Sotto la pelle sontuosa e “floreale” e un frequente ricorrere a moniti come “lavorare duro per sognare in grande”, che si ricordano spesso più per nostalgia che per un’effettiva spendibilità nell’oggi rispetto all’age d’or dei self made, ci sono delle voci alla radio che avrebbero meritato un ascolto in più.

MADAM CJ WALKER

Il primo episodio s’intitola “La sfida del secolo”: a quelle voci si affida un ruolo di cornice storico contestuale attorno ad un momento di gioia domestica che andrà a sommarsi ad un clima assolutivo, nel complesso disteso e consolatorio.

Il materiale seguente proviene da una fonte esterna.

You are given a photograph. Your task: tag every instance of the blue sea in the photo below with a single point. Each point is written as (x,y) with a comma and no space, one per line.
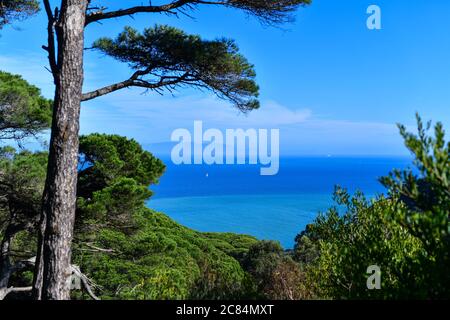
(236,198)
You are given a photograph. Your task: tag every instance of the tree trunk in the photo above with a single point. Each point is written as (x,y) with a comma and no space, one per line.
(58,214)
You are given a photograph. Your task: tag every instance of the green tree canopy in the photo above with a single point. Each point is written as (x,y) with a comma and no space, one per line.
(23,111)
(167,57)
(11,10)
(406,234)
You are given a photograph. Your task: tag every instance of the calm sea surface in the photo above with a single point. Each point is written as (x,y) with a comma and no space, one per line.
(235,198)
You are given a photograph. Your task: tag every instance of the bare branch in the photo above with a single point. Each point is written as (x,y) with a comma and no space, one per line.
(134,81)
(167,8)
(50,48)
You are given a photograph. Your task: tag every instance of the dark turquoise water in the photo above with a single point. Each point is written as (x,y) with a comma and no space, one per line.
(235,198)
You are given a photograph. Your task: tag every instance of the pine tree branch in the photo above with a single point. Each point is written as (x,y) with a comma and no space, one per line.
(166,8)
(135,81)
(51,48)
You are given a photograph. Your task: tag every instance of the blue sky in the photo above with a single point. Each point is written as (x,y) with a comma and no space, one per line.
(327,82)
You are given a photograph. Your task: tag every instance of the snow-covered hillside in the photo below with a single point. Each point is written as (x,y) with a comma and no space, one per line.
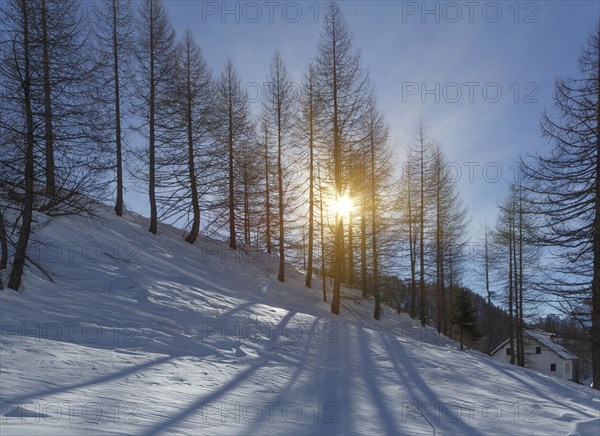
(143,334)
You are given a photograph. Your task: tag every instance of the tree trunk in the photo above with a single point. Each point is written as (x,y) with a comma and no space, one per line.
(422,240)
(311,199)
(281,275)
(191,238)
(16,274)
(595,333)
(50,169)
(511,331)
(377,313)
(119,201)
(363,237)
(151,179)
(232,236)
(268,193)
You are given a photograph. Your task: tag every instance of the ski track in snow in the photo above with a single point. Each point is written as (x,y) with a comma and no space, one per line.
(143,334)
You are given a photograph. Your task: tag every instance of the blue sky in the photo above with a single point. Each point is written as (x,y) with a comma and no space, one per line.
(444,62)
(480,74)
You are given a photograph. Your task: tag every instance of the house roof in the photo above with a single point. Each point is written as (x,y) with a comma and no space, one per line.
(543,338)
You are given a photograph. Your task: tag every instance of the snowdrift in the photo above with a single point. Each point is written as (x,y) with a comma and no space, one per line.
(143,334)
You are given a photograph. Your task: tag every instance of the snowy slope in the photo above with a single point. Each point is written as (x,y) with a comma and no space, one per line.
(143,334)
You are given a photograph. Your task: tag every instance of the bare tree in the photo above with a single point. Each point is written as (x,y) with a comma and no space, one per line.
(18,18)
(235,129)
(343,91)
(157,60)
(114,33)
(279,104)
(565,183)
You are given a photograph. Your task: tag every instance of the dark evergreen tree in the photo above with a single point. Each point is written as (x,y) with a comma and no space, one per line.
(464,317)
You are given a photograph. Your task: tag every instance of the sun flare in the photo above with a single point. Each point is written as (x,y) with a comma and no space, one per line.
(343,206)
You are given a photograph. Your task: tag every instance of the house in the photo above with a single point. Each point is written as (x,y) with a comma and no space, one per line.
(542,353)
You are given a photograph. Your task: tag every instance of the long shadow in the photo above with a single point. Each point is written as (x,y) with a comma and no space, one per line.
(202,401)
(211,397)
(370,378)
(103,379)
(418,389)
(281,396)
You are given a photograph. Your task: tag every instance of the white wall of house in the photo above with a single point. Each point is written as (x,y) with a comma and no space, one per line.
(541,362)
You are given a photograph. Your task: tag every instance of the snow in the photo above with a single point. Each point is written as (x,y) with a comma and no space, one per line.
(144,334)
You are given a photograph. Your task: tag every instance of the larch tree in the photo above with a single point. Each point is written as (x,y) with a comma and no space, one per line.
(157,62)
(279,104)
(343,92)
(17,73)
(565,185)
(235,129)
(309,110)
(114,33)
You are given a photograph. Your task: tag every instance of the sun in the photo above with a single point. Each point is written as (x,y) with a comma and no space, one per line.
(343,206)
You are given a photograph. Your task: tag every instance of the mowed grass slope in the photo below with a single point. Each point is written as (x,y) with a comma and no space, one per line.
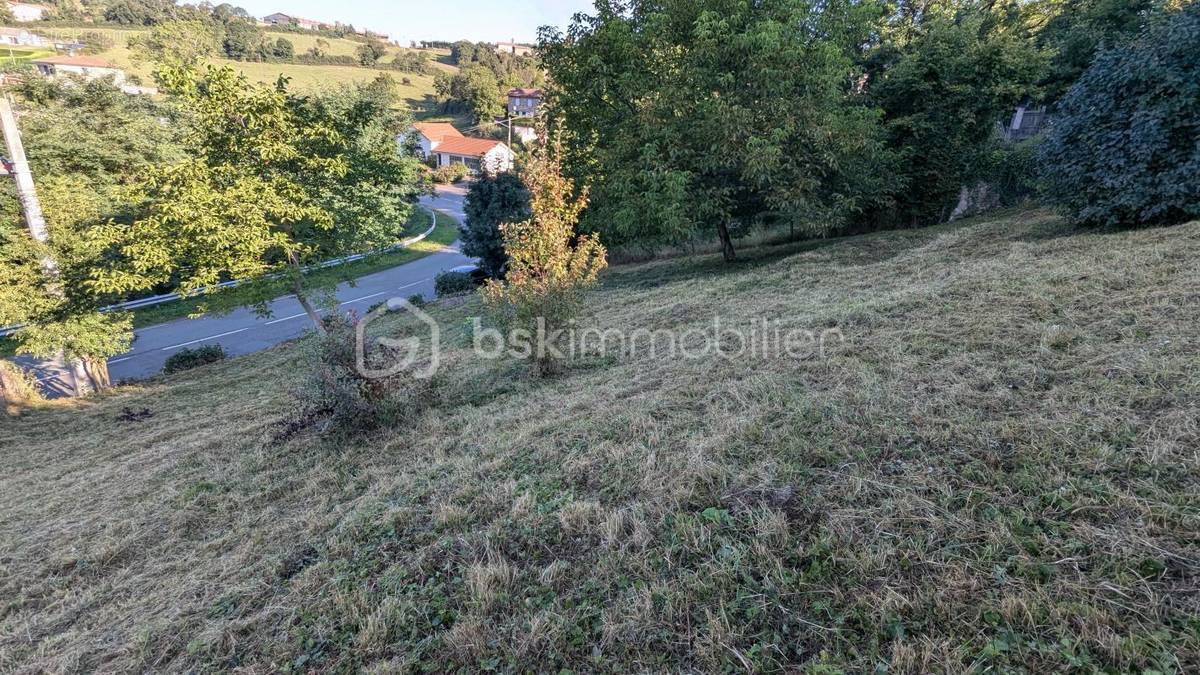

Nel 1910, Madam fondava la Madam C. J. Walker Manufacturing Company, difendendo il suo spazio su un ring di rivalità, concorrenze, pregiudizi; nello stesso anno Johnson batteva J.Jeffries il quale, invece, era la strenua difesa dell’ “orgoglio bianco”. Altri lottavano senza essere self-made, come l’anziano suocero di Sarah Cleophus, interpretato da Garrett Morris, ideale portavoce del non-rimosso nell’America post-colonialista e testimone di certi valori ancora incontaminati rispetto alla cavalcata del mito borghese. Eppure un vero clima d’arena non c’è. Intuizioni e suggestioni, come certe candide visioni di fiori e musiche jazz che raccontano pace e rabbia di figli dei campi di cotone, ma lontane dal diventare orgogliosamente indomabili come i loro capelli.